What Sharia Law for Afghan Women Under the Taliban Might Mean
(Bloomberg) -- One of the most urgent questions raised by the return of the Taliban to power in Afghanistan is whether the radical Islamist group will again impose draconian restrictions on women and girls. Great attention was paid to the statement by a spokesman that the Taliban would respect women’s rights within the framework of sharia, or Islamic law. What could that mean?
1. What is sharia?
It’s a set of precepts rather than a code of law available for application. It’s composed of the principles of Islam, laid out mainly in the Koran and in the record of the Prophet Muhammad’s life. Sharia is subject to the interpretation of jurists, clerics and politicians. The body of jurisprudence produced by Muslim scholars since Muhammad’s time is known as fiqh, meaning understanding, and is often spoken of interchangeably with sharia. Competing versions of what the Koran and Muhammad’s teachings mean for daily life have evolved over the centuries and continue to change.
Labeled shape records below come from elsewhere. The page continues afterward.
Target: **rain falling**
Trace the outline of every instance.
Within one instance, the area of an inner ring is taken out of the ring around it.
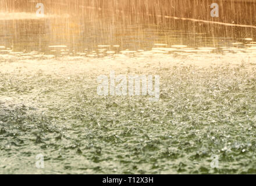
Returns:
[[[0,0],[0,173],[256,173],[255,18],[253,0]]]

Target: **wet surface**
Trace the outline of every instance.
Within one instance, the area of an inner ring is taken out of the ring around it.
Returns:
[[[256,173],[253,24],[79,15],[0,13],[1,173]],[[160,74],[159,101],[97,95],[113,70]]]

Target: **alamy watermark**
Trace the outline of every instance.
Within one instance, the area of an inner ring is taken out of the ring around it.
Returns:
[[[109,78],[106,75],[98,76],[97,94],[98,95],[118,96],[146,96],[150,101],[159,100],[160,93],[160,76],[154,76],[155,85],[153,87],[153,76],[152,75],[124,75],[115,76],[115,71],[111,71]],[[141,90],[140,88],[141,84]]]
[[[38,3],[35,5],[35,8],[37,9],[35,12],[35,15],[37,17],[44,16],[44,5],[42,3]]]
[[[211,159],[212,160],[211,162],[211,167],[212,169],[219,169],[219,156],[212,155],[211,157]]]
[[[212,17],[219,17],[219,5],[214,3],[211,5],[211,8],[213,9],[211,11],[211,16]]]
[[[37,160],[35,162],[35,167],[37,169],[44,169],[44,155],[41,153],[38,154],[35,156],[35,159]]]

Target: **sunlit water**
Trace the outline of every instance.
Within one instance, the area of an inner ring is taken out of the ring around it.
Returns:
[[[123,54],[255,52],[256,28],[193,20],[120,16],[0,13],[0,53],[102,57]],[[147,52],[146,53],[145,53]]]
[[[172,71],[172,67],[169,69],[167,65],[174,61],[173,56],[179,55],[187,55],[184,60],[191,63],[199,59],[199,62],[206,63],[219,58],[222,62],[237,65],[246,60],[254,63],[255,57],[250,58],[256,56],[256,29],[251,17],[244,19],[244,15],[239,15],[240,20],[247,22],[235,23],[252,26],[246,27],[152,17],[147,13],[141,16],[104,12],[93,7],[77,15],[53,12],[38,17],[32,12],[0,13],[0,62],[7,62],[1,63],[3,73],[0,90],[4,96],[1,95],[0,103],[5,103],[0,105],[0,148],[3,152],[0,160],[1,173],[208,173],[209,162],[204,157],[220,149],[226,151],[223,140],[227,144],[232,137],[234,142],[237,138],[246,138],[255,144],[254,131],[248,122],[250,119],[254,123],[253,70],[247,73],[237,70],[241,66],[236,70],[230,69],[227,78],[226,69],[204,71],[195,67],[180,67],[179,70],[173,67]],[[181,16],[186,15],[183,13]],[[227,18],[226,21],[232,23]],[[161,78],[165,77],[161,86],[168,98],[165,100],[165,95],[162,94],[164,101],[158,106],[148,106],[148,102],[141,103],[137,98],[128,101],[128,105],[122,98],[105,102],[105,99],[95,96],[95,87],[87,87],[94,85],[95,77],[90,76],[91,72],[101,73],[101,69],[108,71],[113,66],[118,70],[129,71],[130,67],[118,66],[122,60],[131,64],[136,73],[138,70],[144,73],[141,69],[147,65],[147,71],[151,72],[149,67],[151,63],[145,62],[144,58],[138,60],[140,58],[133,57],[154,55],[165,58],[161,59],[163,65],[159,66],[159,58],[150,60],[157,72],[163,71]],[[76,60],[79,59],[76,58],[77,56],[84,57],[80,58],[83,59],[91,59],[84,63]],[[125,58],[115,60],[118,56]],[[65,58],[55,59],[62,56]],[[181,58],[177,60],[180,63],[183,62]],[[51,59],[30,60],[37,59]],[[59,59],[63,63],[60,63]],[[237,76],[234,76],[234,70]],[[170,71],[172,75],[166,76]],[[244,81],[248,74],[253,78]],[[220,81],[219,76],[223,81]],[[212,92],[208,93],[205,89]],[[229,90],[241,92],[230,95]],[[198,95],[185,94],[193,91]],[[223,99],[222,92],[226,92],[224,95],[227,98]],[[212,94],[209,97],[211,101],[205,98]],[[226,101],[233,100],[233,97],[237,102],[234,108],[229,109],[226,106],[229,103]],[[214,106],[216,108],[209,106],[215,100],[219,101]],[[191,102],[194,104],[190,104]],[[250,108],[247,103],[251,104]],[[207,108],[212,109],[202,117]],[[229,118],[223,116],[223,113],[232,120],[234,115],[237,116],[237,123],[227,123]],[[216,117],[212,117],[212,115]],[[190,122],[191,118],[201,120],[200,130],[193,130],[194,120]],[[216,126],[215,120],[221,121]],[[225,122],[229,125],[222,125]],[[218,145],[212,143],[213,137],[208,137],[212,134],[208,131],[211,127],[218,135],[216,138],[222,140]],[[237,131],[234,135],[234,131]],[[195,147],[193,146],[194,143]],[[207,147],[201,148],[202,144]],[[248,157],[255,157],[254,146],[250,149],[251,145],[243,140],[241,144],[230,145],[237,149],[239,160],[233,160],[232,166],[230,159],[221,161],[229,169],[221,169],[220,173],[237,173],[234,169],[240,169],[239,173],[255,173],[255,169],[244,166],[249,158],[245,159],[244,154],[240,153],[248,148],[250,156]],[[184,149],[185,146],[188,148]],[[44,170],[34,166],[35,155],[42,152],[45,155]],[[168,160],[170,164],[166,163],[166,159],[170,160]],[[191,160],[195,162],[192,164]],[[248,164],[253,166],[253,163]],[[192,169],[183,169],[185,165]]]

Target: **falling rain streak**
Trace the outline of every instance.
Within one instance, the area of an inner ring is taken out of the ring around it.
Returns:
[[[213,2],[219,5],[218,17],[211,16]],[[45,14],[42,17],[36,16],[42,13],[42,7],[34,1],[1,1],[1,53],[101,57],[143,51],[246,52],[256,47],[256,5],[253,1],[63,0],[41,3]],[[159,47],[159,44],[166,45]],[[176,45],[183,47],[173,47]]]

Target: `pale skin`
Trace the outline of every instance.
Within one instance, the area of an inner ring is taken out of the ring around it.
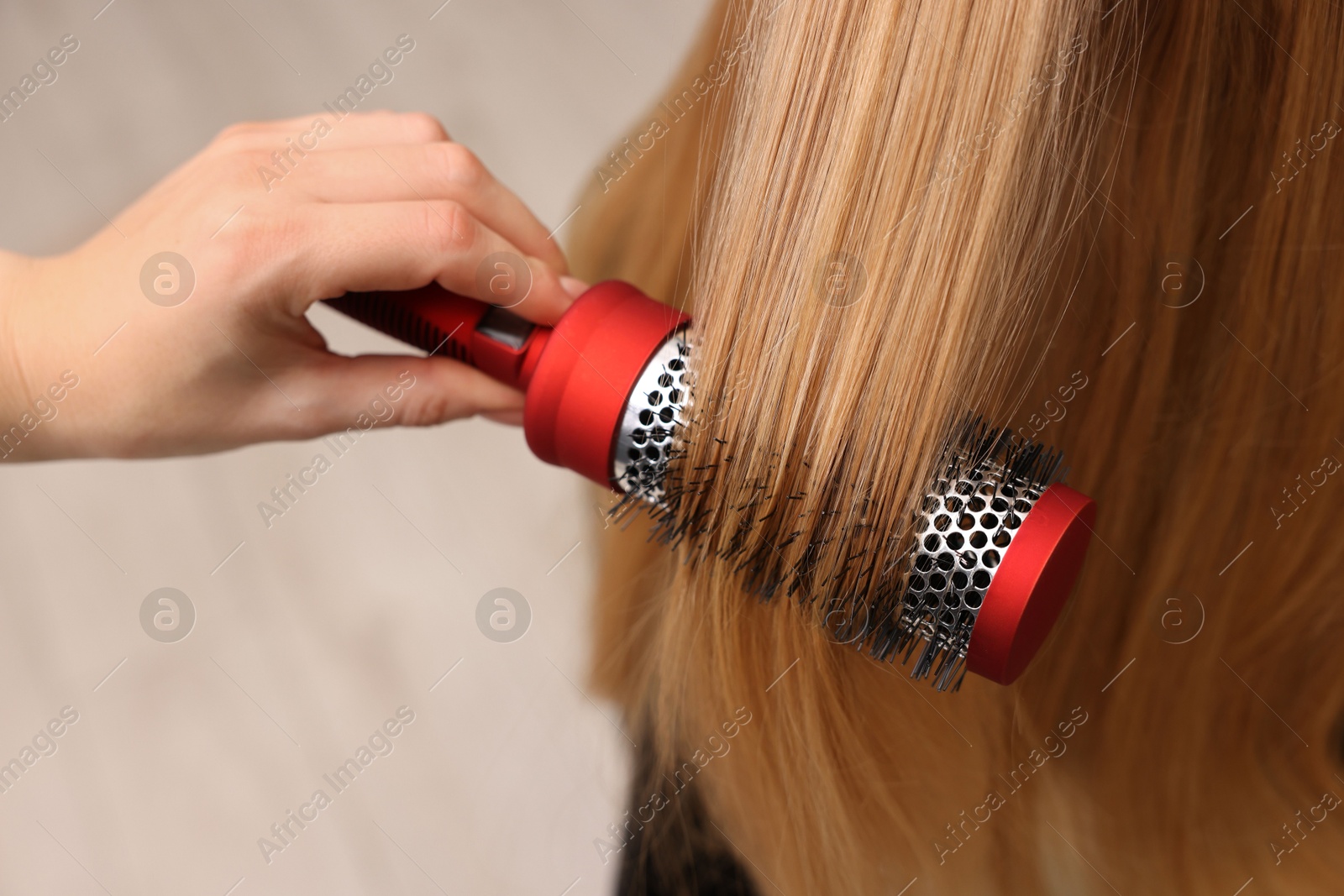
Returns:
[[[347,292],[430,282],[488,301],[477,267],[508,251],[532,277],[511,310],[554,324],[585,285],[567,277],[546,226],[418,113],[341,120],[267,191],[258,168],[313,118],[224,129],[67,254],[0,253],[0,427],[38,418],[35,399],[56,411],[7,461],[314,438],[352,426],[405,371],[415,386],[387,426],[520,422],[523,395],[484,373],[437,356],[336,355],[305,312]],[[142,266],[163,251],[195,273],[176,306],[141,290]],[[66,371],[78,386],[51,391]]]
When in power from 1996 to 2001, the Taliban enforced the most extreme of interpretations, barring women from education and work and even from leaving home without a male escort, and requiring them to cover themselves from head to toe in public.
2. What does sharia establish about women’s rights?
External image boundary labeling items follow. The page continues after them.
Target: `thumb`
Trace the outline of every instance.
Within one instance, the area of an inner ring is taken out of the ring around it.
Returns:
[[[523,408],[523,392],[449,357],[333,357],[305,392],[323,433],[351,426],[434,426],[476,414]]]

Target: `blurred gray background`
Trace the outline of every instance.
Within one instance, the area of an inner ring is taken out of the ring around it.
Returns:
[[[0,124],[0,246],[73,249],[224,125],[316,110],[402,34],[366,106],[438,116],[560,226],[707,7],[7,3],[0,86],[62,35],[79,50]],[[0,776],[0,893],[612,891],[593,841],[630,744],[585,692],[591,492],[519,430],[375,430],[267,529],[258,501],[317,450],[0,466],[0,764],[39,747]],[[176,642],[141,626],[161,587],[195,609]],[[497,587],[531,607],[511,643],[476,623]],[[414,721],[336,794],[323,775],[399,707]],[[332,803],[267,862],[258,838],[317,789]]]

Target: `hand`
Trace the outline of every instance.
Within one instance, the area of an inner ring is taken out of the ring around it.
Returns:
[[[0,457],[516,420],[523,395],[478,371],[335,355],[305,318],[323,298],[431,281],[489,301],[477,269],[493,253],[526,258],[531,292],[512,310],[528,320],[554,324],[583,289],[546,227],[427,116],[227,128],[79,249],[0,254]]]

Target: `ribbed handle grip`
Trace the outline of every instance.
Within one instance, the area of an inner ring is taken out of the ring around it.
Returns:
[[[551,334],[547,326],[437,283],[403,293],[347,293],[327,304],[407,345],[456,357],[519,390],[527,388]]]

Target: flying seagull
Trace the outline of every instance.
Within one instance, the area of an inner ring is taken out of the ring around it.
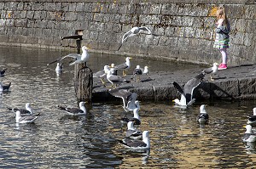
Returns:
[[[213,63],[213,66],[212,66],[212,67],[204,69],[204,70],[202,70],[202,73],[203,73],[204,75],[206,75],[206,74],[211,74],[211,75],[210,75],[211,81],[214,81],[214,79],[212,79],[212,74],[217,73],[217,71],[218,71],[218,63]]]
[[[125,147],[132,149],[150,149],[149,132],[143,132],[143,140],[134,140],[131,138],[125,138],[119,141]]]
[[[134,109],[140,109],[139,101],[137,100],[137,94],[125,89],[109,89],[108,93],[123,100],[123,108],[125,111],[133,111]]]
[[[75,61],[73,61],[73,63],[69,64],[69,65],[73,65],[75,64],[80,64],[80,63],[85,63],[88,61],[89,59],[89,53],[88,53],[88,49],[90,49],[89,48],[83,46],[82,47],[82,54],[67,54],[62,58],[60,58],[49,64],[47,64],[47,65],[49,65],[53,63],[58,62],[60,60],[64,59],[65,58],[73,58],[75,59]]]
[[[86,108],[84,107],[85,102],[79,103],[79,108],[70,108],[70,107],[62,107],[58,106],[58,109],[65,110],[68,115],[86,115]]]
[[[197,115],[197,121],[201,124],[207,123],[209,120],[209,115],[206,110],[206,105],[200,106],[200,113]]]
[[[183,87],[179,86],[176,82],[173,82],[174,87],[181,93],[181,99],[180,100],[176,99],[172,101],[180,106],[186,107],[191,105],[195,101],[195,99],[193,99],[194,90],[201,83],[203,78],[204,74],[199,74],[188,81]]]
[[[123,76],[126,76],[125,70],[128,70],[131,67],[131,61],[132,58],[131,57],[126,57],[125,58],[125,62],[118,65],[113,66],[114,69],[116,70],[123,70]]]

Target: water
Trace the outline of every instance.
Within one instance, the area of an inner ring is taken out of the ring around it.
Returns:
[[[61,52],[63,53],[67,52]],[[94,103],[88,115],[73,117],[56,109],[58,104],[77,106],[73,68],[65,65],[57,76],[46,64],[59,51],[0,48],[0,68],[7,67],[1,82],[12,82],[11,92],[0,96],[1,168],[253,168],[255,145],[241,141],[247,116],[255,101],[196,103],[180,110],[171,100],[141,102],[140,129],[150,131],[149,151],[135,152],[118,143],[125,126],[119,119],[126,114],[121,101]],[[91,54],[93,70],[104,64],[122,63],[121,56]],[[103,59],[103,61],[102,61]],[[135,59],[151,71],[183,69],[184,65]],[[134,61],[132,60],[132,61]],[[131,62],[132,63],[132,62]],[[162,64],[163,66],[159,66]],[[177,66],[183,65],[183,66]],[[195,67],[187,65],[186,67]],[[134,65],[135,67],[135,65]],[[6,110],[32,103],[39,119],[31,125],[17,125]],[[195,117],[207,104],[208,125],[199,126]]]

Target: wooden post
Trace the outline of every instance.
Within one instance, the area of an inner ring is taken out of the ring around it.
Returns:
[[[80,54],[81,40],[77,40],[78,54]],[[76,64],[74,66],[74,89],[78,102],[91,101],[93,86],[92,70],[86,63]]]

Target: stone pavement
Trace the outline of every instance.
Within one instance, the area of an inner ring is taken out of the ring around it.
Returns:
[[[141,76],[141,82],[131,81],[118,87],[127,88],[138,94],[139,100],[172,100],[180,99],[180,94],[174,88],[175,81],[180,85],[185,84],[190,78],[200,74],[202,70],[184,70],[174,72],[150,72]],[[127,76],[130,79],[132,76]],[[256,65],[229,67],[214,75],[214,81],[210,75],[206,75],[204,82],[195,91],[196,99],[256,99]],[[105,80],[107,82],[107,79]],[[107,86],[110,86],[108,82]],[[114,99],[102,86],[99,80],[94,78],[93,101]]]

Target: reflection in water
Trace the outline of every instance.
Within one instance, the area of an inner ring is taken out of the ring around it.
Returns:
[[[255,144],[241,141],[242,126],[254,101],[195,103],[186,110],[174,107],[172,100],[141,101],[139,129],[150,131],[151,149],[134,152],[118,141],[126,130],[119,121],[125,116],[120,100],[94,103],[83,116],[67,115],[56,109],[59,104],[77,106],[73,67],[66,63],[58,76],[55,66],[46,66],[57,57],[57,51],[0,48],[0,68],[8,67],[0,81],[12,82],[11,92],[0,95],[0,167],[246,168],[254,165]],[[92,54],[90,59],[89,66],[98,70],[105,64],[123,63],[125,57]],[[183,69],[165,62],[158,70],[161,62],[132,61],[150,65],[151,71]],[[27,102],[33,103],[40,116],[35,124],[16,124],[15,114],[6,107],[23,107]],[[201,104],[209,104],[210,120],[205,126],[196,121]]]

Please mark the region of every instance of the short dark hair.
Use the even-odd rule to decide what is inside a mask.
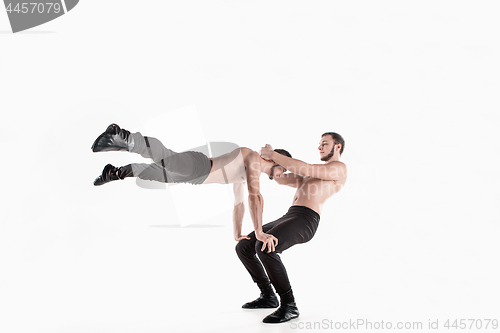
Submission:
[[[292,155],[288,151],[286,151],[284,149],[275,149],[274,151],[277,152],[278,154],[285,155],[285,156],[288,156],[288,157],[292,157]]]
[[[340,134],[335,133],[335,132],[323,133],[323,135],[321,137],[324,137],[325,135],[330,135],[336,145],[338,145],[339,143],[342,145],[342,148],[340,148],[340,155],[342,155],[342,152],[344,151],[344,146],[345,146],[344,138]]]

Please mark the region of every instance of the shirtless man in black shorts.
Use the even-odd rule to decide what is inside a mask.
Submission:
[[[307,164],[280,155],[270,145],[261,149],[262,158],[290,171],[275,178],[276,182],[297,188],[288,212],[262,227],[264,232],[278,239],[277,245],[264,244],[254,232],[248,235],[250,239],[242,239],[236,245],[238,257],[261,291],[259,298],[245,303],[243,308],[278,307],[280,303],[271,284],[280,295],[281,305],[264,318],[265,323],[282,323],[299,316],[292,287],[278,253],[312,239],[324,203],[342,189],[347,178],[346,165],[339,161],[344,151],[344,139],[337,133],[325,133],[321,136],[318,149],[324,164]]]
[[[208,158],[196,151],[176,153],[156,138],[142,136],[141,133],[130,133],[116,124],[108,126],[92,145],[93,152],[128,151],[151,158],[154,163],[133,163],[122,167],[108,164],[101,175],[94,181],[100,186],[111,181],[138,177],[163,183],[190,184],[233,184],[235,197],[233,210],[234,238],[249,239],[241,235],[243,214],[245,212],[244,187],[248,187],[248,204],[256,237],[268,246],[276,246],[278,239],[262,231],[263,198],[260,194],[260,174],[265,173],[270,179],[280,178],[285,171],[283,167],[272,161],[264,160],[249,148],[237,148],[233,151]],[[283,149],[276,149],[279,154],[291,155]]]

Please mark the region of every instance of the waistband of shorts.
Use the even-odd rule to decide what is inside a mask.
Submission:
[[[306,206],[290,206],[290,208],[288,208],[287,214],[288,213],[307,215],[308,217],[318,221],[320,219],[320,215],[317,212]]]

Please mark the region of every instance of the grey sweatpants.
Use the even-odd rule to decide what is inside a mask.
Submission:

The religion established in Arabia by Muhammad, who died in the year 632, in some ways advanced protections for girls and women, who had previously been treated like property. The Koran and Muhammad’s teachings set out, for instance, that a woman has the right to work and to keep her earnings. Muhammad’s first wife, Khadijah, was an accomplished businesswoman. That’s not to say that sharia treats men and women the same.
- A number of verses in the Koran say that men and women “were created from the same essence.” Some also state that men are “qawwamun” in relation to women. The meaning of this term is hotly debated. It has been interpreted to mean “protectors and maintainers” but also understood by some to connote the superiority of men over women. The verse goes on to say that devout women are “obedient” and that if they persistently disobey, their male protectors, as a last resort, should “strike” or “beat” them.
- Sharia established that women have legal and financial rights, as well as the right to inherit. However, the Koran specifies that a sister inherits half of her brother’s amount. Some scholars have argued that the difference in inheritance is balanced by the fact that men have the responsibility for financially supporting the women, elderly and young in the family.
- It’s often said that under sharia, a woman’s testimony is worth half that of a man’s. This is based on a Koranic verse that says: “And if there are not two men [available], then [bring] a man and two women from those whom you accept as witnesses.” The passage is about the necessity of having witnesses to a business contract where one of the parties is “of limited understanding.” Some scholars argue that at the time the verse was written, it was rare for women to have business experience and that its purpose was not to impugn women’s credibility generally.
- The Koran states that a woman should not reveal her beauty to men beyond her family. Some Islamic jurists have ruled that this requires women to cover their hair and others their faces. But many Muslims around the world take it to mean simply that women should dress and behave modestly in public.
- Sharia establishes that a woman has the right to choose a husband. The Koran dates to a time of warfare in Arabia that created many widows and fatherless children. It permits men to take up to four wives. Polygamy is legal in many Muslim-majority countries, though not the norm.
3. How does sharia get reflected in national laws?
Sharia is cited as either “a source” or “the source” of legislation in many constitutions across the Muslim world. Women are most affected by the provisions concerning family or personal status. That often means they don’t have the same rights as men when it comes to matters such as marriage, divorce and inheritance. Their rights vary from country to country, reflecting the latitude that political leaders take in interpreting what it means to base law on sharia. For example, Iraq’s 2005 constitution is among those that guarantee equality between the sexes. Meanwhile, in Iran, women have limited freedom of movement and face edicts on what they can wear. In Saudi Arabia, where the Muslim holy city of Mecca is, sharia was interpreted until recently to limit women’s travel and employment and their right to drive a vehicle.
4. What can be expected from the Taliban now?
As they consolidate power in Afghanistan, the Taliban appear to be projecting a softer image as they court legitimacy from outside powers. Many doubt that the group has changed its views on women’s rights in any fundamental way. It justified its previous positions as based on Islamic law. In the areas it controlled before it emerged victorious over the U.S.-backed government, it dispensed violent reprisals against women for violations of its interpretations. The group’s leaders now say they will allow women in Afghanistan to have jobs. But militants in northern areas have recently told some female employees of Afghanistan International Bank, the country’s largest by assets, to leave and go home, a bank official said. Reports have also emerged of forced marriages.